Regarding reconstructing waveforms from normalized predicted spectrograms

DiegoLeon96 / Neural-Speech-Dereverberation

Machine and Deep Learning models for speech dereverberation

GNU General Public License v3.0

105 stars 21 forks source link

Hello, I went through your code for Speech dereverberation, and I find it really useful and helpful for a project I'm working on, thanks a ton for that!

I had one doubt though, I have seen that your predicted audio looks clean in spectrograms, but I can't find code to convert these predicted normalized spectrograms back into audio waveforms. I see a utils function called reconstruct_wave but that seems to be for unnormalized spectrogram inversion.
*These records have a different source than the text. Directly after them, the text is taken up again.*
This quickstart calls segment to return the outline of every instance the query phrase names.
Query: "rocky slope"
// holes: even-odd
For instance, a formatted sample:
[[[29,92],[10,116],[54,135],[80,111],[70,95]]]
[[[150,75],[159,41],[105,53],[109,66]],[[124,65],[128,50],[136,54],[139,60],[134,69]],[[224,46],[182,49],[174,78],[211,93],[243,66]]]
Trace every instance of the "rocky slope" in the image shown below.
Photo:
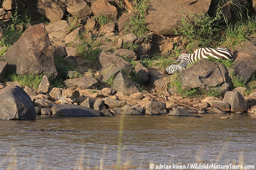
[[[219,63],[203,60],[181,71],[178,76],[182,88],[216,88],[225,94],[223,99],[182,97],[175,92],[174,88],[167,90],[169,80],[168,76],[164,75],[163,69],[157,66],[149,69],[140,63],[141,59],[150,57],[152,53],[162,56],[170,55],[174,43],[179,41],[179,38],[172,36],[163,39],[163,36],[159,34],[173,34],[173,29],[178,28],[181,23],[180,12],[205,13],[209,10],[211,1],[203,1],[200,3],[194,1],[181,4],[176,2],[167,7],[164,1],[151,0],[146,18],[148,27],[152,32],[138,37],[129,33],[129,29],[125,28],[126,22],[137,12],[121,13],[115,1],[63,0],[56,2],[39,0],[37,4],[29,0],[20,0],[18,4],[14,3],[14,1],[8,1],[6,4],[7,1],[4,1],[2,4],[2,21],[10,20],[12,11],[16,8],[19,11],[25,9],[34,14],[35,23],[41,16],[51,23],[30,26],[1,57],[0,81],[4,81],[7,70],[18,74],[45,76],[37,92],[27,86],[23,90],[17,82],[2,83],[0,102],[4,103],[5,106],[0,113],[1,119],[34,120],[36,112],[88,116],[168,113],[170,115],[191,116],[194,114],[241,113],[248,111],[255,113],[255,92],[246,95],[245,90],[241,88],[232,91],[228,71]],[[132,8],[130,3],[126,5],[130,7],[127,11]],[[180,11],[173,10],[177,8]],[[68,14],[73,18],[65,20]],[[94,16],[99,18],[102,16],[116,21],[99,27]],[[77,21],[77,26],[73,28],[77,28],[70,31],[74,21]],[[236,59],[236,64],[232,68],[234,75],[246,82],[256,71],[254,63],[256,47],[253,43],[255,42],[253,40],[252,41],[244,43],[242,48],[237,46],[232,54]],[[92,44],[97,45],[93,47]],[[127,45],[134,48],[127,48]],[[79,50],[81,47],[82,52]],[[179,48],[185,50],[182,45]],[[96,49],[97,55],[92,59],[90,58],[88,56],[90,54],[87,53]],[[170,61],[170,63],[171,63]],[[71,66],[81,73],[82,76],[69,78],[72,77],[70,74],[74,74],[69,71],[66,73],[67,79],[64,82],[68,88],[79,92],[80,97],[75,103],[78,104],[56,104],[56,89],[51,90],[48,79],[55,78],[65,73],[60,67]],[[59,69],[56,69],[57,67]],[[205,74],[202,75],[202,72]],[[143,85],[142,90],[141,85]],[[5,97],[6,92],[12,96],[9,100]],[[31,101],[28,101],[29,96]],[[17,106],[15,109],[11,108],[14,101]],[[35,107],[35,111],[31,105]]]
Since you send in normalized spectrograms as your input and output to train your model, I'm guessing the predicted spectrograms while evaluation would be normalized too. So in that case, how do I un-normalize these predicted spectrograms, and then invert them? Or am I missing something obvious in these inversions?

If you could help me with this, it'll be really helpful for my project. Please reach out to me at shashank2896@gmail.com or just answer here, if you are happy clearing my doubt!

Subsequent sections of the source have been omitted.